Route53 Performs three main functions,

  1. Register a Domain, for example, www.eternalsoftsolutions.com
  2. As a DNS it also routes the internet traffic to your resources for your Domains.
  3. Check the health of your resources.

You can use Route53 any combination of the functions,

  • For Ex. You can use Route53 for the register your domains and route internet traffic to your resources
  • You can use Route53 to route internet traffic for a domain that you have registered with another domain registrar. Ex. GoDaddy

When you register our domain with Route53 the service automatically create DNS service for the domain by doing the following.

  • It creates a hosted zone that has the same name as your domain.
  • It assigns a set of four name server to the hosted zone, unique to the account

AWS Supports:

  1. Generic top level domains 
    Ex. .com, .org, .net ,Etc
  2. Geographic top level domains 
    Ex. For india – .in, For US – .us, For China – .cn , Etc

AWS Limit

Each AWS Route53 account is limited to a maximum of 500 hosted zones and 10,000 resources record sets per hosted zone. 

Note- You can increase by requesting to AWS Support

Support DNS Records type by Route53

  • NS Record – Name server record. Used for delegating hostname to name server. NS record defines which name server is authoritative for a particular zone or Domain name and points you to another DNS server.
  • SOA Record – Start Of authority record. Every single zone has one and only one SOA resource record at the beginning of the zone.
    • It is not an actual record, it includes below information,
      • Who is the owner of the domain and its associated email address.
      • The authoritative server information.
      • The serial number which is incremented with changes in zone data.
      • The refreshing time cycle info and the TTL 
  • A Record – Address record. Map IP address to a unique domain.
  • AAAA Record – Use for IPV6 address record. Map IPV6 address to a unique domain.
  • CNAME Record – Canonical Name Maps an alias name to the hostname. Can create for subdomains. We can not create it for the root domain.
  • MX Record – Mail exchange record. Define where to deliver the mail for a domain name.

AWS Route53 Routing policies:

When you create any record, you choose routing policies which determine how Amazon Route53 responds to the queries.

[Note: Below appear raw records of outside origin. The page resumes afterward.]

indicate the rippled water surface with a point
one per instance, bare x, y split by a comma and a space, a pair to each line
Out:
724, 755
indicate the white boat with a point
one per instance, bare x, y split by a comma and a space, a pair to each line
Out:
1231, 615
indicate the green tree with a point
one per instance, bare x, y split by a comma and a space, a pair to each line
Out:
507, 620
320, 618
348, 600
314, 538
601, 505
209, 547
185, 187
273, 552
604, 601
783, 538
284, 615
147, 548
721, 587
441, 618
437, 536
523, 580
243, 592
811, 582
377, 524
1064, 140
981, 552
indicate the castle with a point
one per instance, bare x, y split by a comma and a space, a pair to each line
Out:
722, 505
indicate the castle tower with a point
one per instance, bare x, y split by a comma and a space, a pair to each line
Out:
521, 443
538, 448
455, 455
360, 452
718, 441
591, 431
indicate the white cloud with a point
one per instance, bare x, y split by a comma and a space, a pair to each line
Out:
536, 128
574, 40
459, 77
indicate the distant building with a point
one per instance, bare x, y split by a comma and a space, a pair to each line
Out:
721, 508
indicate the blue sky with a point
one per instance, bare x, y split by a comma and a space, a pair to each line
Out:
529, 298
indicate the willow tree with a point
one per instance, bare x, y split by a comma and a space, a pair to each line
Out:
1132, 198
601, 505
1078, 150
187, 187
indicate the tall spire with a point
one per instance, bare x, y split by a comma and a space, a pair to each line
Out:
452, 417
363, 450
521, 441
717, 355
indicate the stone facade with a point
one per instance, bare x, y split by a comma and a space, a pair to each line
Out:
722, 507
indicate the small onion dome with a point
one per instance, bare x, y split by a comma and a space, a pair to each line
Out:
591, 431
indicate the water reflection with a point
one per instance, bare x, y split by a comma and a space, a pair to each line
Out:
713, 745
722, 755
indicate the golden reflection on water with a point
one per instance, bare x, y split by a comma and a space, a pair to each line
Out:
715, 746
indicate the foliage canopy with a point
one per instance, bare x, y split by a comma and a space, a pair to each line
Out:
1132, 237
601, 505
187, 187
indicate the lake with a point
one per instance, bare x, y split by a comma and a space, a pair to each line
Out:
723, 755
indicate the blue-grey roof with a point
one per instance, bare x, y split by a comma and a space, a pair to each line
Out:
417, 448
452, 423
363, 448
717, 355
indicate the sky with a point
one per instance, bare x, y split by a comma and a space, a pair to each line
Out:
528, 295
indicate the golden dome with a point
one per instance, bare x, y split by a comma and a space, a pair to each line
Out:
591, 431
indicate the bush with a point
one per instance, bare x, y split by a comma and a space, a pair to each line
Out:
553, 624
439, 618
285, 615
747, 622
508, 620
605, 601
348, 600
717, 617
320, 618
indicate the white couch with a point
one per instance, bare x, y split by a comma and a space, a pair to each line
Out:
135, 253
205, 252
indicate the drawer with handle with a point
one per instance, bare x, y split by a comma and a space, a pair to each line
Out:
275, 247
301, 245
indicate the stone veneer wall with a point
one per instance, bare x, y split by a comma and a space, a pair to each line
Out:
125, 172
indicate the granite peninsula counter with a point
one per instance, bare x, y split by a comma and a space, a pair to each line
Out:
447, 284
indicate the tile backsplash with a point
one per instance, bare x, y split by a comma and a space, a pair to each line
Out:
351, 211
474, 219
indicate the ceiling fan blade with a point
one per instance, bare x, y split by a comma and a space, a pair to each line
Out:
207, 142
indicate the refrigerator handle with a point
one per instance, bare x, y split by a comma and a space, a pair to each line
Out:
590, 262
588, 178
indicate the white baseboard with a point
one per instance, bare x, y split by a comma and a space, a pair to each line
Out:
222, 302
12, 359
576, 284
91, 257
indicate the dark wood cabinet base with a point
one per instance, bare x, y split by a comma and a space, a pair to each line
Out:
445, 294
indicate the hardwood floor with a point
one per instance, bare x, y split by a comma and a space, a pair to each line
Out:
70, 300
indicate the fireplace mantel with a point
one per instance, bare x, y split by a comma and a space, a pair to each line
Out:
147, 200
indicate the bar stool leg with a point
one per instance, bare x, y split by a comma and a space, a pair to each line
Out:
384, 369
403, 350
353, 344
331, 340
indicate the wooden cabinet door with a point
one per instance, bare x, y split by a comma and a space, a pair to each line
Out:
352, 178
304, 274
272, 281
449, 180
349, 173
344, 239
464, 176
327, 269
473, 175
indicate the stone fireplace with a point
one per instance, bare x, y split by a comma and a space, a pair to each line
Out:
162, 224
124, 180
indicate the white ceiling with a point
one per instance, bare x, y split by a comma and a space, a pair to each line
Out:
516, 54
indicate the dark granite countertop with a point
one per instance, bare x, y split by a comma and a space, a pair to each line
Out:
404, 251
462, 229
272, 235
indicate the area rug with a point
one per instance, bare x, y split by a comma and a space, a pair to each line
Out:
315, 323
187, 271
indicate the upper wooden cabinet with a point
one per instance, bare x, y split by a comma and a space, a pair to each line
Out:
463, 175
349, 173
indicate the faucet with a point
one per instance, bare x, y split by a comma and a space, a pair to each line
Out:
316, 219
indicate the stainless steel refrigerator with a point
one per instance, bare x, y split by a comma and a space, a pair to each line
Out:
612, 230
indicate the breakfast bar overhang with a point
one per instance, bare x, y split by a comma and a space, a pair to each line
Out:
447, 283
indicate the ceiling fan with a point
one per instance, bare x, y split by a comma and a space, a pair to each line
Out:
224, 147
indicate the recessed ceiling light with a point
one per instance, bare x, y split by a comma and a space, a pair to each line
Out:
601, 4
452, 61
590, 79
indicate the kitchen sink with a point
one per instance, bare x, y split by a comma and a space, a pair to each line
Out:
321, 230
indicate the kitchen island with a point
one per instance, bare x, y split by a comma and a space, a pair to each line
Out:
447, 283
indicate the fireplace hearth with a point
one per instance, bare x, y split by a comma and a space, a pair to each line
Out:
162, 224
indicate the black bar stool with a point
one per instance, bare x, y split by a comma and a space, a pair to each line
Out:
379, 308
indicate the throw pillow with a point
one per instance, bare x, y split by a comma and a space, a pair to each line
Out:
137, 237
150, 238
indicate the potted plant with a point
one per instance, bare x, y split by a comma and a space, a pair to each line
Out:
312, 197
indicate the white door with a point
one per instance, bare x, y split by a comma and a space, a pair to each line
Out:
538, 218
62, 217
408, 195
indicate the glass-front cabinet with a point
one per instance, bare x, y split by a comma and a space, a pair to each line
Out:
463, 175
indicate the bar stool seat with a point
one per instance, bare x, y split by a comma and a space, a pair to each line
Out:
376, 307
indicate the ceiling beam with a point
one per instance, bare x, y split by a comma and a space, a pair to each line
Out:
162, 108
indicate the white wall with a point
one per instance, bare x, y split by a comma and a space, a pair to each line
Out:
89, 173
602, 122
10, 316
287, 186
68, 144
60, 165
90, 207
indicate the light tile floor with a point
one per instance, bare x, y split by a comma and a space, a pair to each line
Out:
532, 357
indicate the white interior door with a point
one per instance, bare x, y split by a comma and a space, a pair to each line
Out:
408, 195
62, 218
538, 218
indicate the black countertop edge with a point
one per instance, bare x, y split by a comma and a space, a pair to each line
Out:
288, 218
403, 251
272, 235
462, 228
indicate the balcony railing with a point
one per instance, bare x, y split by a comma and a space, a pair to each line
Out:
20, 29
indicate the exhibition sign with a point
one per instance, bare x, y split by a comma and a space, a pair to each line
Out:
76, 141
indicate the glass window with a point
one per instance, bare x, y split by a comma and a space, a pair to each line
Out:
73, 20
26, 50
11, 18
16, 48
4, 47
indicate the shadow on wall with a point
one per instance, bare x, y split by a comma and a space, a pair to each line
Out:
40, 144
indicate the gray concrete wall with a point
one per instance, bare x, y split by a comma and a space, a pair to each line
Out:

  • Simple routing policy – In this DNS policy we can accommodate a single FQDN (fully qualified domain name) or IP address. For A record, you can enter the IP address as the value. For load balancers, you can use CNAME.
  • Failover routing policy – Failover routing allows you to route traffic to a resource when the resource is healthy and to another resource when the first one is unhealthy.
  • Geolocation routing policy –Geolocation Routing Policy allows access to the resources based on the geographic location of the users or client.
  • Geoproximity routing policy –Use for routing traffic based on the location of resources and, optionally, shift traffic from resources in one location to resources in another.
  • Latency routing policy – Use when you have resources in multiple AWS Regions and you want to route traffic to the region that provides the best latency.
  • Multivalue answer routing policy – Use for responding to DNS queries with up to eight healthy records selected at random.

Weighted routing policy – In this you can  weight per subnets.You create records that have the same name and type and assign each record a relative weight.To stop sending traffic to a resource you just need to change the weight of the record to 0.